Actually, I would go further. I have read quite a few of the official statements coming from Google over the last few years.  I would say there was considerable evidence two years ago that Google’s executives did not understand how antitrust applied to them.  Like many others, when the FTC opened this investigation I thought Google’s executives were showing many signs of being naive, and I inferred that it reflected lack of proper schooling in antitrust. It has been very interesting to watch Google step up its game in the last two years and wrestle with some of the key issues — at least in its public statements.

Do those changes reflect mere public relations or deep-seated changed in the attitudes in Mountain View? That questions explains why education matters so much. Oversimplifying somewhat, if an executive walks away from their first experience with government prosecutors with a sense of entitlement or a sense of disdain for the government prosecutors, then they will not implement processes inside their own firm to protect against a future antitrust violation. Usually that means they will be back in court in a few years. If they walk away with a chastened attitude and a general understanding of what they need to do, then they will make compliance a priority. It starts to show up in subtle ways, in mistakes avoided, and in a multitude of minor actions that reflect a grown-up approach to business practices. That usually prevents a revisit.
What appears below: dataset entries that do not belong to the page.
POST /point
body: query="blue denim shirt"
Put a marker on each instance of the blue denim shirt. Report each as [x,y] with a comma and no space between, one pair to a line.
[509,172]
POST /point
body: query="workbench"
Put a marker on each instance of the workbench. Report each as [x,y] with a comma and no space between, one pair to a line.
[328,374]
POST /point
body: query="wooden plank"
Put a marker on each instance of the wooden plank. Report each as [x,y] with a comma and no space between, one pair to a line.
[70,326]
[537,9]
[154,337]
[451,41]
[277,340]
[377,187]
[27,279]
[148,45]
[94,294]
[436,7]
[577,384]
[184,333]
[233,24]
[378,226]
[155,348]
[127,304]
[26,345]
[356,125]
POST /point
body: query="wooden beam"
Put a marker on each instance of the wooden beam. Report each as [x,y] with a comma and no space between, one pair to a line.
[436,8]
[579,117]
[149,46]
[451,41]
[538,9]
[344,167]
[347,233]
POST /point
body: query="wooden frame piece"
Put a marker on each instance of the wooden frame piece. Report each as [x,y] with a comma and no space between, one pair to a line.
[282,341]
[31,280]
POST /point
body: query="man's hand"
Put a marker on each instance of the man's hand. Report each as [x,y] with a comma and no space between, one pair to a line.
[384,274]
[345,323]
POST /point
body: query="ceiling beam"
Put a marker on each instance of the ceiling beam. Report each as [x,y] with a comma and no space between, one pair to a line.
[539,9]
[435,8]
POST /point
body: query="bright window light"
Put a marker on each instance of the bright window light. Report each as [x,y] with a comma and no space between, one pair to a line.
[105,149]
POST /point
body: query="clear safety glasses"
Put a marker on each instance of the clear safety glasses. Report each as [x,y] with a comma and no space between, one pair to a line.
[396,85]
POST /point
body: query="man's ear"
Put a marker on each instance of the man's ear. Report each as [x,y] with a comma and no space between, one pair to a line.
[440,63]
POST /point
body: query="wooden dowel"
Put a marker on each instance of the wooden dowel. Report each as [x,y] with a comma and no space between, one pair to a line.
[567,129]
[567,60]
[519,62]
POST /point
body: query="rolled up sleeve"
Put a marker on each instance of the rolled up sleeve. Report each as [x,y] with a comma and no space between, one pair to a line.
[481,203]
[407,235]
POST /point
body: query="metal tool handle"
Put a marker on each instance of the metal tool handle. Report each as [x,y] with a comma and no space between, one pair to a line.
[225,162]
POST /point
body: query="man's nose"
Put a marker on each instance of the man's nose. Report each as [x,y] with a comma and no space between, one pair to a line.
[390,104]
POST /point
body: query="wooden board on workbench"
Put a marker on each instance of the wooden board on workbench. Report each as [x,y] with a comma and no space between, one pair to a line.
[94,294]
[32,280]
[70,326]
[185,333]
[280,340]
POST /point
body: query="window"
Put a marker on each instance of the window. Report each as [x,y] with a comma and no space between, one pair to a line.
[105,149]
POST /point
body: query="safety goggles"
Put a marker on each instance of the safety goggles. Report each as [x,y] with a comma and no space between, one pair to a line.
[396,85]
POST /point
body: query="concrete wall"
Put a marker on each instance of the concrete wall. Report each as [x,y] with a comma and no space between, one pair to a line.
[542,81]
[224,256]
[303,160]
In other words, sometimes this first experience with the government leaves a good impression on the CEO and sometimes not. Some CEOs learn to stop treating the topic like a low priority, and sometimes not. Some learn to pay attention to their obligations to society, and some not. Some learn to grow up and act like a sophisticated American firm who protects the competitive process, and some not.

Back to the topic at hand, that leaves me with an open question: Did the government educate the executives at Google in a way that will not lead to any further investigations? Did the attorneys at Google get all wrapped up in the specifics of their case or communicate the general lessons to their CEO and those around him?

Nobody knows. Attorney-client privilege protects the conversations. What did Larry learn about the place of his firm in society? What did other key decision makers learn, such as Sergey Brin and Eric Schmidt? We will find out the answer in a few years, when we see whether Google gets hauled back into an investigation again.

In the meantime, settling with Google seems like a good approach after the first encounter. It involved a lengthy conversation, and possibly some education. There was some movement in public, and now the industry watchers will look for subtle movements in less overt parts of Google’s behavior. If the education worked, then society avoided on an enormous expense.

And if not, well, then I would make this prediction: if the executive team did not listen and if they do not plan to adjust their behavior, then there will be an aggressive and ambitious prosecutor in Google’s future. So be it.